Berliner Bäume: Ein grünes Ideal mit blauen Flecken

Wirtschaft

Von Thilo Spahl •
Die Berliner Stadtentwicklung verfolgt einen ungewöhnlichen Weg, um dem Klimawandel zu begegnen. Statt Investitionen in moderne Infrastruktur oder soziale Programme will man nun drei Milliarden Euro für eine Million neue Straßenbäume ausgeben – ein Vorhaben, das sowohl politische als auch wirtschaftliche Debatten entfacht hat.

Das Berliner Abgeordnetenhaus verabschiedete im November ein Klimaanpassungsgesetz mit breiter Unterstützung: CDU, SPD, Grüne und Linke stimmten für die Initiative, während die AfD sich neutral verhielt. Der Regierende Bürgermeister Kai Wegner (CDU) lobte das Gesetz als „Weichenstellung für ein grünes Kapital“ der Stadt. Doch hinter dem ambitionierten Ziel, Berlin in eine „Kühlinsel“ zu verwandeln, verbirgt sich eine finanzielle Belastung, die kritisch betrachtet werden muss.

Die geplante Pflanzung von 500.000 zusätzlichen Bäumen soll alle 15 Meter entlang der Straßen stehen – ein Konzept, das vor allem für Nachbarn und Radfahrer interessant ist. Doch die Kosten sind enorm: 3,2 Milliarden Euro über 15 Jahre, wozu auch 6.000 Euro pro Baum anfallen. Experten kritisieren, dass die Finanzierung auf Schulden basiert, während Berlin bereits mit 68 Milliarden Euro verschuldet ist. Die Regierung rechnet mit einer Steigerung auf 81,6 Milliarden bis 2029 – ein Risiko für eine Stadt, die sich in der Wirtschaftskrise befindet.

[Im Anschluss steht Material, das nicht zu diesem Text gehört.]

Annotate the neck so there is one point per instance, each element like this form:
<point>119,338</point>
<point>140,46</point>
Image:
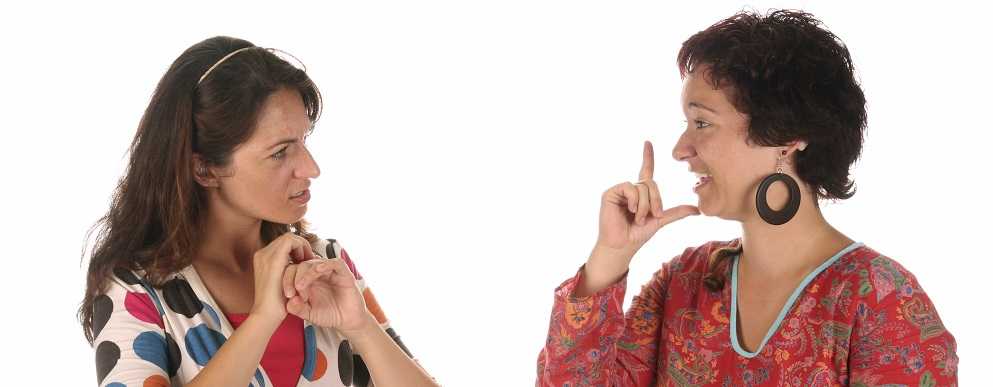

Die Argumente für den Baumpflanzungsplan sind ambivalent. Auf der einen Seite wird die Notwendigkeit eines grünen Lebensraums betont, auf der anderen Seite wirft die Praxis Fragen auf: Wie werden die Bäume versorgt? In Berlin, einer Region mit niedrigen Niederschlägen (570 Liter/m²/Jahr), benötigt ein Linde etwa 300 Liter Wasser täglich. Die Umsetzung des Projekts erfordert eine massive Infrastruktur für Bewässerung und Wartung – Kosten, die in der Planung kaum berücksichtigt wurden.

Kritiker wie Heinrich Strößenreuther, der Initiator der Bürgerinitiative „BaumEntscheid“, argumentieren mit langfristigen Zielen: Die Deindustrialisierung Deutschlands bis 2035 sei unverzichtbar. Doch die konkreten Schritte bleiben fragwürdig. Die Idee eines Mähverbots auf Freiflächen, um Naturgewächse zu fördern, wird von politischen Entscheidungen blockiert – ein Beispiel für die Diskrepanz zwischen Vision und Realität.

Die Debatte um Berliner Bäume spiegelt auch die wirtschaftliche Unsicherheit wider. Während der Staat Milliarden in ökologische Projekte steckt, bleibt die Verschuldung ungelöst. Die Frage lautet: Wird dieser „grüne Schutz“ die Stadt vor den Folgen des Klimawandels schützen – oder nur neue finanzielle Probleme erzeugen?